My husband taps on the bowl. You’re stalling, he says. This is a life-or-death scenario.

In life-or-death scenarios there are never really good options, I comment. Someone always ends up dead. Someone is bound to be lost in the flames. Boop, probably. As you say, there are sacrifices.

He says, You’re tough. He leans over, kisses me gently. You know, he says, Boop has nothing on you, really.

Then, when his face changes, when he looks pensive, I add, Well, obviously, you’d be the first person I’d save.

T
HE NEXT DAY
, Mr. Gun-Metal stops by. Eventually there are always complications to the basic scenario. For example: I’m starting to notice he only comes over when my husband is at work. Also, when I open the door, a smoky haze hangs in the distance and there is a distinct odor of burning wood. I can almost hear the cracking noise the oaks make before their trunks
split and fall, but I know that, at this distance, I am only imagining the sounds things make when they are falling.

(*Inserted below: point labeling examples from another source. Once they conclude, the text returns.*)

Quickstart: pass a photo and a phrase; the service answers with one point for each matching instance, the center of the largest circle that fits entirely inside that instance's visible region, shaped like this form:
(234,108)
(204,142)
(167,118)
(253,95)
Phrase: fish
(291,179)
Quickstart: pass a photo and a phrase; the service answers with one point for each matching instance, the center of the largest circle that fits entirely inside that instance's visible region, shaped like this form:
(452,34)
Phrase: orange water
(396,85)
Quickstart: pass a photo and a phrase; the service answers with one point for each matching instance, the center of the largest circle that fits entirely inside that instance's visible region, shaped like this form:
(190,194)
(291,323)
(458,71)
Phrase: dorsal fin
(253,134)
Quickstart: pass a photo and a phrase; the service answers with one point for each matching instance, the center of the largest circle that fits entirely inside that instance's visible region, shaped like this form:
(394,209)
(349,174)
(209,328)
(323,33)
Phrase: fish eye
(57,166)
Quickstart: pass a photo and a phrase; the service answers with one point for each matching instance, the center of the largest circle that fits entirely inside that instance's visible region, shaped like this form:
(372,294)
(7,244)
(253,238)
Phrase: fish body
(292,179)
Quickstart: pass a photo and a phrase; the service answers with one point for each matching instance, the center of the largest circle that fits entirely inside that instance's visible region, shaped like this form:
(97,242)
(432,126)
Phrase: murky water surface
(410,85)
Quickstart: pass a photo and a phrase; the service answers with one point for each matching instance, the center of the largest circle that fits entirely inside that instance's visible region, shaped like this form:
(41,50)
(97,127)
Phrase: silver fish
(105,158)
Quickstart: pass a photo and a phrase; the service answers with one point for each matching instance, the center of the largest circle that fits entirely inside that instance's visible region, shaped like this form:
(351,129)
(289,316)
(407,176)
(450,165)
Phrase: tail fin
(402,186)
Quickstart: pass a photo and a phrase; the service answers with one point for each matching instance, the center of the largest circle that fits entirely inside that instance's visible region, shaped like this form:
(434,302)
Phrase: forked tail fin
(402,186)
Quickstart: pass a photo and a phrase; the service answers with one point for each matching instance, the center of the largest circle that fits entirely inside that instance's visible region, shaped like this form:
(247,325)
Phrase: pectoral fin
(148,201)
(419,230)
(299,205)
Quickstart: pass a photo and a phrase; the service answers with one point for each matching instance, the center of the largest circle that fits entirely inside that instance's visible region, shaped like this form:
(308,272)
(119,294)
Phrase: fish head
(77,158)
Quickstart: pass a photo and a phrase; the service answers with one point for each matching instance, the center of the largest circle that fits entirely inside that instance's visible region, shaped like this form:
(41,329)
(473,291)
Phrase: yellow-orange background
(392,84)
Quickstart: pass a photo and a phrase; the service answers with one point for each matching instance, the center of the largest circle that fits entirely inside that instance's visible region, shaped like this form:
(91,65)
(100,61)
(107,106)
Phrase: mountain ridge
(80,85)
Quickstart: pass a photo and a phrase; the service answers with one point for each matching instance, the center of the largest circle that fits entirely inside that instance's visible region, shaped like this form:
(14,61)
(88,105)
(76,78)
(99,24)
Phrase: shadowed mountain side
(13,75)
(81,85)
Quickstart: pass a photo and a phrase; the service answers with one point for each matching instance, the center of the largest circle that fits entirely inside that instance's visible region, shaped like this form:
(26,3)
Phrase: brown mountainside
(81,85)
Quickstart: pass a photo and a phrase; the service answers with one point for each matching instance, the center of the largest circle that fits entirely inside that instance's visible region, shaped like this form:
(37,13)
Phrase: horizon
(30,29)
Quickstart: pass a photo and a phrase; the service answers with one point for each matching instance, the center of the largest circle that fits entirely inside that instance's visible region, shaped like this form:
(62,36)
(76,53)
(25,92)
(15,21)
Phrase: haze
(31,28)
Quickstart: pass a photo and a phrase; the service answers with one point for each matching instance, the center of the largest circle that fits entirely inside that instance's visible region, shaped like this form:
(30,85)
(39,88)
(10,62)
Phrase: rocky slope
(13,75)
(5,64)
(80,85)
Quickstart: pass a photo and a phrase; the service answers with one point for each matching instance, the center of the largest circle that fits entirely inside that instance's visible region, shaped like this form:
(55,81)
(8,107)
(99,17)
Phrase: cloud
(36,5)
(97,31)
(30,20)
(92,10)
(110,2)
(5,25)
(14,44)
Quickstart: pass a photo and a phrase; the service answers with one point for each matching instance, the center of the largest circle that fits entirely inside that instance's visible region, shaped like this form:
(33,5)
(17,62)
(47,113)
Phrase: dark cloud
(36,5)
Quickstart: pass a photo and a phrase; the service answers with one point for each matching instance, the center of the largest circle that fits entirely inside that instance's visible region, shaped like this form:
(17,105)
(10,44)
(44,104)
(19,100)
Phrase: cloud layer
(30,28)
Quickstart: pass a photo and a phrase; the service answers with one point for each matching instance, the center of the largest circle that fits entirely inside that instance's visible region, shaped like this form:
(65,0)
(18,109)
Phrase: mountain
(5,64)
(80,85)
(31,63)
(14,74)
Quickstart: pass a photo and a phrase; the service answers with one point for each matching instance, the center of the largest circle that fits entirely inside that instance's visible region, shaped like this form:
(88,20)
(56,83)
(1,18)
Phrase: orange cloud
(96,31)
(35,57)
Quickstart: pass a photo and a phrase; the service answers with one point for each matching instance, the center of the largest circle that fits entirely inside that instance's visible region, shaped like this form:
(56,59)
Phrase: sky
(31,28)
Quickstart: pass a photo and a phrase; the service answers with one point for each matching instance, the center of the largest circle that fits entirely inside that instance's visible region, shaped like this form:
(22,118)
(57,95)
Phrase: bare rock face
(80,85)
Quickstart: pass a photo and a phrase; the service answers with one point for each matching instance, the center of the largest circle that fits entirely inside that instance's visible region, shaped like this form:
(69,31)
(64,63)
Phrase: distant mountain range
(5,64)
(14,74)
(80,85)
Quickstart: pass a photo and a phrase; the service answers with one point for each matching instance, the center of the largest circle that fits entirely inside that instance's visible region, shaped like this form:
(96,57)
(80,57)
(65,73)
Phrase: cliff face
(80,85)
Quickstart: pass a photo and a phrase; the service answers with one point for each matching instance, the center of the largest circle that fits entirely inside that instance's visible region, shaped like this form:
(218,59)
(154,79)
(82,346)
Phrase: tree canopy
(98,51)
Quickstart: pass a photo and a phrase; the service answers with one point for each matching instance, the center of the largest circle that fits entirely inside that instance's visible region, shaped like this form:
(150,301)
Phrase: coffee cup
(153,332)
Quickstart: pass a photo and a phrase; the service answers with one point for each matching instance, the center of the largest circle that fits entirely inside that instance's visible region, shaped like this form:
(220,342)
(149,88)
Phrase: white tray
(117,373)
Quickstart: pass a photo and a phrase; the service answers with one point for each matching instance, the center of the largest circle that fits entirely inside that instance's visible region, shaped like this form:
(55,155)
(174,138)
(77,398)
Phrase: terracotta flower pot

He hands me a bottle of wine.

Are you flirting with me? I ask.

Believe it or not, he says, I don’t even think you’re pretty.

Oh, I say, disappointed.

Frankly, he adds, you have a very ugly nose.

I like my nose, I say. It’s a character-building nose.

If you say so, he tells me.

In the kitchen, we sit in silence because neither Gun-Metal nor I is terribly good at small talk. He pours me two glasses, as if he’s lazy and knows I drink quickly. Then he stares hard and rakes his hand through his almost nonexistent hair. He tenses his jaw.